I grew up with a single parent back in the days when such family configurations were uncommon. To keep a roof over our heads, Mother worked five and a half days a week for a seed company in Twin Falls, Idaho. We would have had a hard time surviving on her meager salary, but she provided us with the proverbial village it takes to rear a child.
Her oldest sister, Grace, and her brother-in-law, Dewey, would have been quite happy to feed us every day of the week. Aunt Grace loved to cook. Uncle Dewey enjoyed the company. Aunt Grace sewed most of my clothes. Uncle Dewey slipped us a fiver when we were heading off to camp, always with the admonition: “Now don’t tell your mother.”
Next door to them were Grandma and Grandpa Matthews. They were connected by love rather than blood and often looked after us when our “real” relatives were working. The Childress family lived nearby. They were another of the families that loved us best of all, along with whatever other children came their way.
At the end of our street was Paul Friend, a sharecropper who filled our arms with melons and our ears with stories. Then there were the neighbours and friends and cousins who were like an extended family.

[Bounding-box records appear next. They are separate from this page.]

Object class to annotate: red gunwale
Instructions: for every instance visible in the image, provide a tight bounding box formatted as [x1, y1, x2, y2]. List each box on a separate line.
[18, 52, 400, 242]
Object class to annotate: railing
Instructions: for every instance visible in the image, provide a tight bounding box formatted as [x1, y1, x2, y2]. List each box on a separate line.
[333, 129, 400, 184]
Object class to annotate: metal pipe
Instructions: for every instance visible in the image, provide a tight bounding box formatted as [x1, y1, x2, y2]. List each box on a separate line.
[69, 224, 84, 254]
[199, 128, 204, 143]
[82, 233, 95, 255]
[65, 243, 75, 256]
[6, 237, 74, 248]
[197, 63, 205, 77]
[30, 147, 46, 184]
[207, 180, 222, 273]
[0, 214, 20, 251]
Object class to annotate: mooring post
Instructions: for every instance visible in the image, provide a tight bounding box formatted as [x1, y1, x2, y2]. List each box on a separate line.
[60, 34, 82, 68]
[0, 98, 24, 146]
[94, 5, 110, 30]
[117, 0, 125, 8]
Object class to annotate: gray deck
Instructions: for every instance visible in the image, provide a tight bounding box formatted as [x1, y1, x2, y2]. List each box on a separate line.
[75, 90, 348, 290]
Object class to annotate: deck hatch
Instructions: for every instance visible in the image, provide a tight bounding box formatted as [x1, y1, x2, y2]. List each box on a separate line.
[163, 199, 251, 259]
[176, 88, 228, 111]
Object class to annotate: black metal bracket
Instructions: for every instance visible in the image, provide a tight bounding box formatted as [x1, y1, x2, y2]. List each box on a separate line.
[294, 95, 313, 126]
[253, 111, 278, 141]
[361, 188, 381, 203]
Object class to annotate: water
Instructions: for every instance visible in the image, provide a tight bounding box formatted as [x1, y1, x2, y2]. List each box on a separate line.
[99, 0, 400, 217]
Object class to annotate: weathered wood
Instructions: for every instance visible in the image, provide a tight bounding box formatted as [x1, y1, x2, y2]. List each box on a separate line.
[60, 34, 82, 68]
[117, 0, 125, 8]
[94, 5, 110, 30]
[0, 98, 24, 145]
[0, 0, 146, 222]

They were our circle of love. We never had to earn their approval nor fear losing it. They kept an eye on us, listened to us, and encouraged us. They probably warned and occasionally chided us, but what I remember is the love. Lots of it.
Those loving adults gave me hope. They did not have easy lives. Wealth and power were never on the horizon. What they had was big hearts, and that was more than enough.